La espada de madera

Bienvenido Maquedano


Crónicas irlandesas (2)

No deja de ser curioso que lo último que se conoce de un país sea su gente. Primero te sorprende el clima, luego lo estrechas que son las carreteras, que en una vía de cuatro metros de ancho y plagada de curvas la limitación sea de 80 kilómetros por hora, o que se conduzca por la izquierda y se use esa mano para meter las marchas. Después están los monumentos y las casitas y los paisajes verdes y todas esas cosas que metemos en el móvil; y el asunto de las comidas, el puré de patatas, el pescado rebozado en harina con cerveza, que sólo pongan pan con la sopa, o que el agua sea gratis y presentada en una jarra con rodajas de limón y ramas de menta. Y, sí, al final no te queda más remedio que echarle un vistazo a los lugareños, a sus pieles pasteurizadas, a las barbas encrespadas y rojas como tejas. Ya es para nota si el visitante se fija en esos barrigones prominentes y los asocia con el buen momento económico que vive la empresa Guinness.

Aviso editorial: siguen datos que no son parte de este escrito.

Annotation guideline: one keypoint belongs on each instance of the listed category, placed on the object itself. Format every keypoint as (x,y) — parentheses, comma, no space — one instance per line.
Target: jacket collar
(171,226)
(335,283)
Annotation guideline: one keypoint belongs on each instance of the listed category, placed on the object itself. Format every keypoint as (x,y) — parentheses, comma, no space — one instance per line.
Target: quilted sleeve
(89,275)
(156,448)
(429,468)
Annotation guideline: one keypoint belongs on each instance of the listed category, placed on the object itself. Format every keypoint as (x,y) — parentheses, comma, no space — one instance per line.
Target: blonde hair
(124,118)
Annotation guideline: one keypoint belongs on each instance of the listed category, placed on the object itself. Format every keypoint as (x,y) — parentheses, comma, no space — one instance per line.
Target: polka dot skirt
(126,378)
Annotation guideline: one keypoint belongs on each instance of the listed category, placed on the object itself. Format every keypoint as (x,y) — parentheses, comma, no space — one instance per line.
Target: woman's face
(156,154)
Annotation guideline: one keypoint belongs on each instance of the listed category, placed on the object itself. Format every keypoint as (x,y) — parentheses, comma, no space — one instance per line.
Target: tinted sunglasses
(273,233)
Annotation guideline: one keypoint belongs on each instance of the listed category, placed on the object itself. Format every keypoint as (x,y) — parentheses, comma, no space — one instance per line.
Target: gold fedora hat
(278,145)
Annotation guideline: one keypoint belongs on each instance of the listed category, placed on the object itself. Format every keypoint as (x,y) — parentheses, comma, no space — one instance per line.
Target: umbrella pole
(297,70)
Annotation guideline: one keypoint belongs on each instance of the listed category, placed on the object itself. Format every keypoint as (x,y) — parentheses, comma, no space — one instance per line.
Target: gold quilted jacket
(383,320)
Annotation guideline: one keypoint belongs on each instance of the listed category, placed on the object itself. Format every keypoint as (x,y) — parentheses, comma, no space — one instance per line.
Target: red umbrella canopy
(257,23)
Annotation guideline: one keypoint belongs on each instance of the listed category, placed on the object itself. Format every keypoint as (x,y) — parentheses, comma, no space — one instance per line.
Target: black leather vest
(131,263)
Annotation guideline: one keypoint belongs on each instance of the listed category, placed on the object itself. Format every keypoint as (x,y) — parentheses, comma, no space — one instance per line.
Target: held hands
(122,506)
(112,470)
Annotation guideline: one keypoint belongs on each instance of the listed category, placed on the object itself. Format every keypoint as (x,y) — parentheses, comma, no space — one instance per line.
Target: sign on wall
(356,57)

Hay que poner empeño para empezar a conocer el carácter irlandés. Hay que prestar atención a los carteles escritos en inglés y gaélico, a la historia reciente de un país que se dividió entre los que salieron de la isla perseguidos por el hambre y los que se quedaron para arrancarle patatas a un prado, a las lápidas de los soldados que lucharon en Sudáfrica o contra Inglaterra. Irlanda es un país de contradicciones, imagino que como todos, que exportó policías a Nueva York en la misma proporción que delincuentes, donde te encuentras a un tipo enorme, tatuado con símbolos celtas, con lóbulos agujereados en los que cabe la mano de un bebé, y que se dirige a ti con entusiasmo porque has tenido la deferencia de abandonar una carreterilla para visitar su pueblo.

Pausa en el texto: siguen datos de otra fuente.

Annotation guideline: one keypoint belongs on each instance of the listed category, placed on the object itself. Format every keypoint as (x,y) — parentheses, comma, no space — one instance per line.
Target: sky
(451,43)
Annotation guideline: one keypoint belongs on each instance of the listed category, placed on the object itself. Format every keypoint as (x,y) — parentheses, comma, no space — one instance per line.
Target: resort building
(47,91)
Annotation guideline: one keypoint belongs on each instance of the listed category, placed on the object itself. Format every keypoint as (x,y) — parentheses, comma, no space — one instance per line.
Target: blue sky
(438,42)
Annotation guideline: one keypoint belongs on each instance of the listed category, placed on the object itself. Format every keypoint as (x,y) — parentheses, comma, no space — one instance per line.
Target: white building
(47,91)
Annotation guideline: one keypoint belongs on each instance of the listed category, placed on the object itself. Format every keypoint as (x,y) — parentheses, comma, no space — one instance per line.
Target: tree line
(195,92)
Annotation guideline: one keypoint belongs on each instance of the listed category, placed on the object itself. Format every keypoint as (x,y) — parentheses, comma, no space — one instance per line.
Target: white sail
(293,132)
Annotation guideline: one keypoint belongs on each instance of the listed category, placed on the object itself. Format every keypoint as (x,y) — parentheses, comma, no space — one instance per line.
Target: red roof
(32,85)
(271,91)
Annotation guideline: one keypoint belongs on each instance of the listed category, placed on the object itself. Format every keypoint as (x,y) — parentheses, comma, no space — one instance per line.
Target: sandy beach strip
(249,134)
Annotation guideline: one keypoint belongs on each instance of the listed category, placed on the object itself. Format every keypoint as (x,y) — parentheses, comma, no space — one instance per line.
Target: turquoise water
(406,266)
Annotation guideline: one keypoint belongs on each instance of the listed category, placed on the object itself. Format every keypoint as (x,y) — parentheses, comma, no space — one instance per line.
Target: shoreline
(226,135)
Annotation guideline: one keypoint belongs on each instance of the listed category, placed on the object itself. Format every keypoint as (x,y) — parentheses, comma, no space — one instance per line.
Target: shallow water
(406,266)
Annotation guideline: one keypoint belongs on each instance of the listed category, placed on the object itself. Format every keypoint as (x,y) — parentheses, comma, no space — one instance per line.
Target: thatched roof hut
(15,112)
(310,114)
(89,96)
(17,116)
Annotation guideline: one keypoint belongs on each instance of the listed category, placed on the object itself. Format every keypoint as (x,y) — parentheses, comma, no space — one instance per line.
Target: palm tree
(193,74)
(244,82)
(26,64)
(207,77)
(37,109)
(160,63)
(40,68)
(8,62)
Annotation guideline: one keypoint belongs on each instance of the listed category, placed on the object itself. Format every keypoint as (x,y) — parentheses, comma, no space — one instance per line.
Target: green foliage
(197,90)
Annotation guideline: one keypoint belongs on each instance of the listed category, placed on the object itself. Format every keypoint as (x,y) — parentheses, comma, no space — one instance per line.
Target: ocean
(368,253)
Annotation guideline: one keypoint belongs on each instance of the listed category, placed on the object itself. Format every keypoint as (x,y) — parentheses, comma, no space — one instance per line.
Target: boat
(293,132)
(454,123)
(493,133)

Es algo a lo que no es fácil acostumbrarse. Siguiendo las indicaciones de un folleto, llegamos a un mirador imponente. Al fondo, las mayores montañas del interior famosas porque un tal Fionn MacCumhail mató un cerdo salvaje con dos lanzas para impresionar a una chica. Sol, pájaros cantando, aire limpio. Todo se rompe con el sonido inconfundible de las motos de gran cilindrada. A nuestro lado aparcan tres Harleys de escaparate. Los jinetes, impresionantes de negro, descabalgan. Saltan una valla cargados con una mochila para llegar a un merendero; toman una mesa al asalto. No puedo dejar de mirarlos. Esparcen un montón de cosas sobre la mesa. El líder actúa con rapidez, distribuye potes, mezcla hierbas, pone un cacharro rojo sobre un mechero de campaña, coloca un cortavientos, abre y cierra botes y, en cinco minutos, los tres moteros revestidos de cuero, los mismos que mirarías con recelo por el retrovisor del coche, se toman un té.